In strong trends, RSI doesn't reach 30 or 70. Instead, it bounces off the 50 level. This is a continuation signal.

Rules:

  1. Nifty is in a clear uptrend (making higher highs and higher lows)
  2. RSI pulls back from 60-70 area toward 50
  3. RSI touches 48-52 range and bounces back up
  4. BUY when RSI crosses back above 52 from below
  5. SL: below the candle at the RSI 50 touch. Target: previous swing high

Why 50 works: In an uptrend, institutional traders add positions on pullbacks.
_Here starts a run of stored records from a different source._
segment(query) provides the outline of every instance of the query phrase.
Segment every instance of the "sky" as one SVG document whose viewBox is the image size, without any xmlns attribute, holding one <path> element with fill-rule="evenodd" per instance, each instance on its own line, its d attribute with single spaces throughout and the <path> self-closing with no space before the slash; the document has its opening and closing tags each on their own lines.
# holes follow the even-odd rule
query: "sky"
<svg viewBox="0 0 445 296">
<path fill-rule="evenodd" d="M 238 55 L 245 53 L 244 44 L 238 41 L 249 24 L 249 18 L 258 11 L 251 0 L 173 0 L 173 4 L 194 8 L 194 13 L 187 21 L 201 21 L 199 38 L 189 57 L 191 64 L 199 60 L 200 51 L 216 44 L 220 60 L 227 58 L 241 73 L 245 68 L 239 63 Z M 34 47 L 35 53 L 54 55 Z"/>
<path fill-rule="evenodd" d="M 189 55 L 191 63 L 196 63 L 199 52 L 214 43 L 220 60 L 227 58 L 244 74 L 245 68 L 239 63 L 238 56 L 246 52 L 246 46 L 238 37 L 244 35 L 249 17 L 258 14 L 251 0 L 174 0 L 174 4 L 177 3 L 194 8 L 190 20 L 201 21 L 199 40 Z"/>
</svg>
RSI reaching 50 means the pullback is "enough" for them to re-enter. The 50 level acts as dynamic support — as long as RSI holds above 50, the uptrend is intact.

The opposite works in downtrends: RSI rallies to 50, gets rejected, and sells off. This is a great short-selling signal on Bank Nifty which tends to have sharper downtrends than Nifty 50.

When RSI Fails

  • Strong trending days: On budget day, RBI day, or election results, Nifty moves 300-500 points in one direction. RSI hits 80+ and stays there for hours. Selling at RSI 70 on these days loses money. Solution: use RSI for divergence only on event days, not for overbought/oversold levels.
  • Low-volume sessions: Late afternoon (2:30 — 3:15 PM) when volume drops, RSI gives false overbought/oversold readings on small moves. Solution: only trade RSI signals before 2:00 PM.
  • In isolation: RSI alone has ~50% win rate — barely better than a coin flip. Always combine with a trend indicator (Supertrend, VWAP, or EMA). RSI works best as a timing tool within a trend, not as a standalone signal.